2.1 Growing the business Flashcards
Innovation:
bringing a new idea to the market, such as Warburtons’ clever idea of an extra- large crumpet.
Inorganic (external) growth:
growing by buying up other businesses or by merging with a business of roughly equal size.
Organic (internal) growth:
growth from within the business, such as creating and launching successful new products.
Research and development (R&D):
the scientific research and technical development needed to come up with successful new products.
Takeover:
obtaining control of another business by buying more than 50 per cent of its share capital.
Merger:
when two businesses of roughly equal size agree to come together to form one big business.
Flotation:
listing company shares on the stock market, allowing anyone to buy the shares. This means the price can float freely (up and down).
Public limited company (plc):
a company with at least £50,000 of share capital that can advertise its shares to outsiders and is, therefore, allowed to fl oat its shares on the stock market.
Entering markets:
when a company decides to open up in a market it hasn’t been in before, for example Walkers launching
cereal bars.
Exiting markets:
choosing to leave a market, probably because it was loss-making and looked set to continue.

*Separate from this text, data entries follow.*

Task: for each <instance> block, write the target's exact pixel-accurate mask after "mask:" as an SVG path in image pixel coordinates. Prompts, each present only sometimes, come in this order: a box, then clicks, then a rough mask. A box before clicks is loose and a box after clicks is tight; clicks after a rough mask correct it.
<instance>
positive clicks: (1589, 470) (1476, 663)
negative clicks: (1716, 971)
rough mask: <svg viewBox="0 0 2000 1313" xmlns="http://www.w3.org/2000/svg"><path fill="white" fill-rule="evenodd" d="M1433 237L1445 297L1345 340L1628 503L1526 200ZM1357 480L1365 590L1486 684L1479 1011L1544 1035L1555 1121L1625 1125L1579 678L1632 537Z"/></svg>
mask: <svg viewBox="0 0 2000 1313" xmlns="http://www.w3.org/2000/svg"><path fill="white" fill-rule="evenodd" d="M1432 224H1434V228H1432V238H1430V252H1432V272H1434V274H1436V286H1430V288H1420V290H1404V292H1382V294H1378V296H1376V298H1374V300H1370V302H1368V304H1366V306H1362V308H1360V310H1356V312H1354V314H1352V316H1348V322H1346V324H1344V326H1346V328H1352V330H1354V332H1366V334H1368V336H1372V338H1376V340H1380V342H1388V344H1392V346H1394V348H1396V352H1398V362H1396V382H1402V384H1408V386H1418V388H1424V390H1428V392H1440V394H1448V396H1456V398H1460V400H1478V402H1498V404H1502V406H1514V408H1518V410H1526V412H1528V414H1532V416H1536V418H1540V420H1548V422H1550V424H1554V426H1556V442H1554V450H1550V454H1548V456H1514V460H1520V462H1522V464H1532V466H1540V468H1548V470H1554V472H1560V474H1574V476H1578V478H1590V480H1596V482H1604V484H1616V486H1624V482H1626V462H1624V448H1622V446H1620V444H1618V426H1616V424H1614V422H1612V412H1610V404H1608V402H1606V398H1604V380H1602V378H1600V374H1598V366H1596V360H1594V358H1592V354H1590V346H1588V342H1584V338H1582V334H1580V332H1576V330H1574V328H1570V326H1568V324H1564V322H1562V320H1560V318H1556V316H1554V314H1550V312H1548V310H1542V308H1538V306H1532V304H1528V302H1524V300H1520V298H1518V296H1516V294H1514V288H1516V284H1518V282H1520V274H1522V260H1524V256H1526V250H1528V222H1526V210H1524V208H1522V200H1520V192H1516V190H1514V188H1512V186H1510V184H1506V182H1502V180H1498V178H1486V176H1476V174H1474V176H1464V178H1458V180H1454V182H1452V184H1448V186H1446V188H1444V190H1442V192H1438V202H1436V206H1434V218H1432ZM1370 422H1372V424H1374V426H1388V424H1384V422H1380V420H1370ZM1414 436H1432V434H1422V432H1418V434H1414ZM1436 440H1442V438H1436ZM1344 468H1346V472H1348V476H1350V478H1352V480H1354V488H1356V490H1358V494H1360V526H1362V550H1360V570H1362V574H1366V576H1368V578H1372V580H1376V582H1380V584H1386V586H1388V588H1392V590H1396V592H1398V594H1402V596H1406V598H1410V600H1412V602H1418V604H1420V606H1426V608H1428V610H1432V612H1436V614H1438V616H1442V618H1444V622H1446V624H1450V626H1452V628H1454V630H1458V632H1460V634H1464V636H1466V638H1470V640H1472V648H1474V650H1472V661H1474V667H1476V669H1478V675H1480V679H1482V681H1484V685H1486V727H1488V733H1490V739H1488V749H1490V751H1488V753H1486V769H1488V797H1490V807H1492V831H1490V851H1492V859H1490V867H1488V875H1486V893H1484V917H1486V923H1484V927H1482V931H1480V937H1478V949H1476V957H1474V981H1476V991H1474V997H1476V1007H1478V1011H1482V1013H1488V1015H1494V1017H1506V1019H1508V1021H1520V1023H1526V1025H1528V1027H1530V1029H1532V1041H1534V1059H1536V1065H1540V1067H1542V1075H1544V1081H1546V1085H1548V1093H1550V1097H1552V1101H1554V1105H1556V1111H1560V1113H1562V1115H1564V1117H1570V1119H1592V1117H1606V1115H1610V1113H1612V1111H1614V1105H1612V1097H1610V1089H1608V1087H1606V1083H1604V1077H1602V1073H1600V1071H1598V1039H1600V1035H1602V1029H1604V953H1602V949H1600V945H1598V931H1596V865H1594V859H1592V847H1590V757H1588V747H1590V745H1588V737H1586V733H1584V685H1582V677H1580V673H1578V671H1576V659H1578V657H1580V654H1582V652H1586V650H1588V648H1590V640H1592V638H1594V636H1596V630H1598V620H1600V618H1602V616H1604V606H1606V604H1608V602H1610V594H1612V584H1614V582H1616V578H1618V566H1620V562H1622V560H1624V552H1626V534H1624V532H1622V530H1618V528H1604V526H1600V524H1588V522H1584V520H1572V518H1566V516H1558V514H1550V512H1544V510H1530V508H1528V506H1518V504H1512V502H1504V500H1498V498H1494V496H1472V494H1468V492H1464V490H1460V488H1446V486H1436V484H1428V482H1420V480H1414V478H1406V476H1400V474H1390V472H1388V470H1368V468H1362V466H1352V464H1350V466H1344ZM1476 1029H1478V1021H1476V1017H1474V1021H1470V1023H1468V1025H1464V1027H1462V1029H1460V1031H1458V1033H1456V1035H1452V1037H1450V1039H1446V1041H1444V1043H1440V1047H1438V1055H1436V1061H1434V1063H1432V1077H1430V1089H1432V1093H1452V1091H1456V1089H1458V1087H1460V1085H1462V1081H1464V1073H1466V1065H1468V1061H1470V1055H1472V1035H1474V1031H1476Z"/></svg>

Competing internationally:
finding a way to succeed against rivals from overseas.
Globalisation:
the increasing tendency for countries to trade with each other and to buy global goods, such as Coca-Cola, or services, such as Costa Coffee.
Free trade:
trade between countries with no barriers, for example no tariffs.
Imports:
goods or services bought from overseas.
Trade blocs:
a group of countries that have agreed to have free trade within external tariff walls.